Ayer, 30 de septiembre de 2020. Amanecimos con la noticia de que, Quino, creador de Mafalda, falleció a los 88 años de edad. Y hay todo tipo de manifestaciones de duelo, porque si en algo podemos coincidir todos los que alguna vez leímos sus pequeñas tiras y reflexiones brevísimas, es que su filosofía existencial, estaba desprendida de toda pretensión y su curso de pensamiento infantil, reflexivo, sensato, integro, ajeno al poder, solo podía ser producto del pedacito de niña que Quino creó y engrandeció dentro de él, para expresar toda su creatividad y genialidad en imágenes sencillas, pero cargadas de una profunda sabiduría. Quino, siempre alimentó el espíritu humano, ese espíritu que requiere integridad, trasparencia, esperanza, visión clara, compasión y solidaridad con todas las causas justas.

 

Se puede afirmar sin duda. Quino nos enseñó a mantener esa conversación íntima, personalísima, simple, trasparente, con nuestro niño o niña interior. Ese personaje que vive dentro de nosotros y se niega a callar o desaparecer. Nos jala, nos susurra y se convierte en la consciencia insobornable que, el entorno y sus intereses, se empeñan en corromper. Con frecuencia, hay que volver a hablar con esa niña o niño y con esa consciencia. Su pureza, nos lava el alma, como lo hacen las lágrimas y nos recuerda que somos humanos, libres, sin temores y podemos ser personas buenas. Sin olvidar que somos finitos, en un viaje sin retorno. Podemos recordar, vivir y hablar con nuestra niñez y como única consigna, debemos renunciar a regresar.

 

Es evidente que la única certeza que tenemos como humanos, es que somos finitos, la incertidumbre de ¿cuándo y cómo?, es el velo inalcanzable, que la naturaleza ubica siempre frente a nuestra consciencia, para obligarnos a seguir avanzando.

 

En años recientes, como a todas las generaciones que nos preceden, empieza a aparecer la luz al final del camino. Esa percepción consciente, saludable y obligada. Nuestro ciclo se cumple y se acerca, ahora sí, el momento de enfrentarnos al momento definitivo. Estar en ese último episodio, en el otoño de la existencia y esperando con esperanza y serenidad el invierno. Disfrutar la exquisita sensación de haber vivido sin pensar en el tiempo y sin pensar en llegar a este momento, nunca inesperado, pero sí definitivo. Así es la vida, una sucesión infinita de sensaciones, vivencias y estados de ánimo. Qué, sin darnos cuenta, acumula momentos de felicidad y desdicha que se aquilatan en un equilibrio exacto, que nos permite decir: hemos vivido, cada quien a su manera y cada quien bajo sus circunstancias personalísimas, únicas e irrepetibles. Tenemos consciencia clara, la cosecha es abundante, más allá de lo material, las vivencias compensan todo esfuerzo y traen sonrisas al rostro.

 

La naturaleza y el tiempo, son aliados o enemigos invencibles. Tienen ambas facetas, no debemos enfrentarlos pero tampoco evadirlos, simplemente hay que aceptarlos con humilde y resignación; y agradecer que hemos vivido, algunos ya, con cierto grado de longevidad.

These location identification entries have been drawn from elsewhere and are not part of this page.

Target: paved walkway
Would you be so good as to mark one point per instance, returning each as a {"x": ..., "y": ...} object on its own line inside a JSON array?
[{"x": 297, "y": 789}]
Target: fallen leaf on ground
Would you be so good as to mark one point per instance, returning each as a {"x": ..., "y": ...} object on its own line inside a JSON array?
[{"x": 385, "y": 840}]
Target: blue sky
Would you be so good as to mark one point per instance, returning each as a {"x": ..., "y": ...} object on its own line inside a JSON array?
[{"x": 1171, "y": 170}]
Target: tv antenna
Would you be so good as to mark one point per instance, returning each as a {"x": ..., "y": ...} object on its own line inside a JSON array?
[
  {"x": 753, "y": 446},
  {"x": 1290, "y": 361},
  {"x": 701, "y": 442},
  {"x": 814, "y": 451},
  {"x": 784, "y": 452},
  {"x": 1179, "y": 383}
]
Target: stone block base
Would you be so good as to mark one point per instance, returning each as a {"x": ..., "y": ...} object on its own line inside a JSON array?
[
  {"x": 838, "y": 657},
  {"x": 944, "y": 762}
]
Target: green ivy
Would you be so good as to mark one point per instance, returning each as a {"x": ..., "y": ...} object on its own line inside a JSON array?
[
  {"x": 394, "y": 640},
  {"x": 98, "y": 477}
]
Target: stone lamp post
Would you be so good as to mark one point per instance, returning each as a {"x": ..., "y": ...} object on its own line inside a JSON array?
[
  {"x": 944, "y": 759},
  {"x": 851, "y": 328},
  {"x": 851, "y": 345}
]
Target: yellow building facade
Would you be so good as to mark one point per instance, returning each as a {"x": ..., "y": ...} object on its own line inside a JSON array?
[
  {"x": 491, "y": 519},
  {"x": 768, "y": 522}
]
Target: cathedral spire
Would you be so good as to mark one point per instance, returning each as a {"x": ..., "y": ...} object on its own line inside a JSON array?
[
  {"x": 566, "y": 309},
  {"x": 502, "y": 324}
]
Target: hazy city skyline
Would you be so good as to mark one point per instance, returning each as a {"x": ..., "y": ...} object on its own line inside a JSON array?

Expresión propia son el cumulo de recuerdos, personas y sentimientos que nos acompañan y generan una agradable nostalgia que marcan nuestro destino. La placentera sensación de recordar, a través de la única esencia y valor de la vida, el tiempo.

 

El dato duro más intenso, es cuando despertamos y empiezan a desparecer, todos los íconos que marcaron nuestras vidas. Así es la existencia, primero nos da a raudales, una niñez llena de dudas, una juventud hermosa llena de incertidumbres, una madurez llena de respuestas. Después, poco a poco va quitando. Una vejez que estamos por conocer,  mermando hasta agotarnos totalmente y terminar como inició, un nuevo ciclo, en nuestra descendencia y legado.

 

Esos íconos que parecían eternos, nuestros progenitores, hermanos, compañeros, amigos, familiares, maestros, ídolos, guías, ejemplos a seguir, cumplen estrictamente el ciclo de todo ser humano,

 

En años recientes nuestra generación, llamada «Baby boomer», quienes nacieron entre 1946 y 1965, ha perdido a casi todos los exponentes que dominaban el mundo durante nuestros años más intensos. Todos nacidos en la posguerra, un mundo en plena transformación del orden social.

 

Esos personajes que marcan la cultura, la historia y anhelos de generaciones y nos hacen ser, lo que ahora somos. Nos marcan, moldean, impregnan su influencia, son quienes tuvieron el poder de convocatoria. Sus ideas, creaciones, lenguaje, conducta, música y valores, viven en nosotros.

 

En el contexto global, crecimos con los Beatles, los Rolling Stones, Garro, Neruda, Salvador Allende, Octavio Paz, Fidel Castro, el Che, Luther King, Doors, Elton John, Nadia Comaneci, Gabo, Pelé, Maradona, el Papa Paulo VI, Juan Pablo I, Juan Pablo II, Margaret Thatcher, Gorbachov, Mandela, Fredy Mercury; y por supuesto, Quino con su genial Mafalda.

 

Y en nuestro país, marcados por entornos creados por seres mitificados, a imagen y semejanza del sistema que dominó el país durante 84 años y que hoy, llega renovado con una mutación más dañina que el viejo régimen, también ha tenido sus íconos que aun hoy, muchos añoran y recuerdan.

 

En el contexto nacional, crecimos con imágenes tatuadas, añorando y admirando la cultura Azteca, sus Tlatoanis y monumentos de piedra y jade. Renegando por la esclavitud de 300 años de colonia española y la perdida de la mitad del territorio nacional, redimidos por una independencia y una revolución que parecía hacernos justicia, hasta que descubrimos que el enemigo, somos nosotros mismos, representados mejor que nadie, por el villano favorito, Porfirio Díaz. Que competía en popularidad como villano, con nuestros héroes: Hidalgo, Morelos,  Juárez, el Nigromante, Madero, Pancho Villa, Emiliano Zapata, Felipe Ángeles y Lázaro Cárdenas.

 

Con esa infancia cargada de contradicciones y mitos, nos marcaron personajes como Pedro Infante, Jorge Negrete, Dolores del Río, Gloria Marín, Sara García, Los Hermanos Soler, Javier Solís, el Ratón Macías, La Tota Carbajal, el Púas Olivares, El Tibio Muñoz, José Alfredo, Agustín Lara, Manzanero, María Félix, Cantinflas, Daniel Bautista, Juan Gabriel, Hugo Sánchez, Fernando Valenzuela, Julio César Chávez, Monsiváis, Soraya Jiménez, José José y Oscar Chávez.

 

Fueron algunos ejemplos de íconos que marcaron esas dos generaciones que nos acompañan y preceden como pasado inmediato. Y por supuesto, cada quien tendrá los propios, estos solo pretenden ejemplificar las marcas más claras, no las únicas, que llevamos en la memoria.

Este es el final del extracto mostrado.